The use of the word "possible" is a red flag that the reporter is injecting his own cynicism. There are any number of "possible" reasons that Mr. Gore went to Vietnam, ranging from a hunger for Army food to a feeling that he looked good in uniform. The Times manages to pick two that depict Mr. Gore as being motivated by political concerns rather than by patriotism or morality. If there's some evidence that his decision to enlist was motivated by politics -- if, for example, Mr. Gore told friends at the time that those were his motivations, or if he has spoken publicly on prior occasions of the decision being motivated by politics -- then, by all means, the Times should share the evidence with readers and try to find out the reason Mr. Gore has changed his account. But if there's no evidence, just a possibility, then there is no justification for the newspaper to suggest in its own voice, in a news story, that Mr. Gore was motivated by political concerns rather than the patriotic and moral ones he cites.

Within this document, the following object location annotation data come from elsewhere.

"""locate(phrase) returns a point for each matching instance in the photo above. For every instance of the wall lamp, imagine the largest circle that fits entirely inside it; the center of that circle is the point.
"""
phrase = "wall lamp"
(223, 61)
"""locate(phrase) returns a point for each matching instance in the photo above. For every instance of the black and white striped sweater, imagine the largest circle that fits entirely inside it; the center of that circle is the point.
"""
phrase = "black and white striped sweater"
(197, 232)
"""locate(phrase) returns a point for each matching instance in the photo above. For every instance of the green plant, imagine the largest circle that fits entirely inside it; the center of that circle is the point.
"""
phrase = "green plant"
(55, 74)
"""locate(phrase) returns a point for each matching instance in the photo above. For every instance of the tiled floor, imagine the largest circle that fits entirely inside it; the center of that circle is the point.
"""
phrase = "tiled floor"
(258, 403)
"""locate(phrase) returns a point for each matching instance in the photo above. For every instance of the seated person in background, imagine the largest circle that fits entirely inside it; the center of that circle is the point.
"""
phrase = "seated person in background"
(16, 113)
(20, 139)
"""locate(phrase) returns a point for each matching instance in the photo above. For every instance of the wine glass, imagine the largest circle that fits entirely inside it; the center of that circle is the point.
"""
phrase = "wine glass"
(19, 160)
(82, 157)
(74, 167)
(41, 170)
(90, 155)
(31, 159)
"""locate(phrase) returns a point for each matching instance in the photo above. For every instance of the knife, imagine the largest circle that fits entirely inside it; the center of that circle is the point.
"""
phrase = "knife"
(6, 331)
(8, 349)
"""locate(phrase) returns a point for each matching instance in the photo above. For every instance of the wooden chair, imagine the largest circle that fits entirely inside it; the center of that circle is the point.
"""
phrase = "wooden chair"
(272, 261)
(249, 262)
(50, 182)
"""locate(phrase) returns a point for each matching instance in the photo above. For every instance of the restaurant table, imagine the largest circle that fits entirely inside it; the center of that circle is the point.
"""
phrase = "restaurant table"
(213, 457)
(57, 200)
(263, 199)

Late and thin: The New York Times waddles in this morning with a story on the NAACP's plan to spend $7 million on political activities in connection with this year's election. The Times is late on this story, which The Washington Post reported on Friday. The Times story is also not as good as the Post story. The Post story, for instance, reports that the NAACP effort will be headed by Heather Booth, a former operative of the Democratic National Committee; The Times story leaves that information out. The Post story also considers whether the NAACP's action is hypocritical considering that the organization has called for a law banning this sort of political spending; the Times story doesn't probe that irony.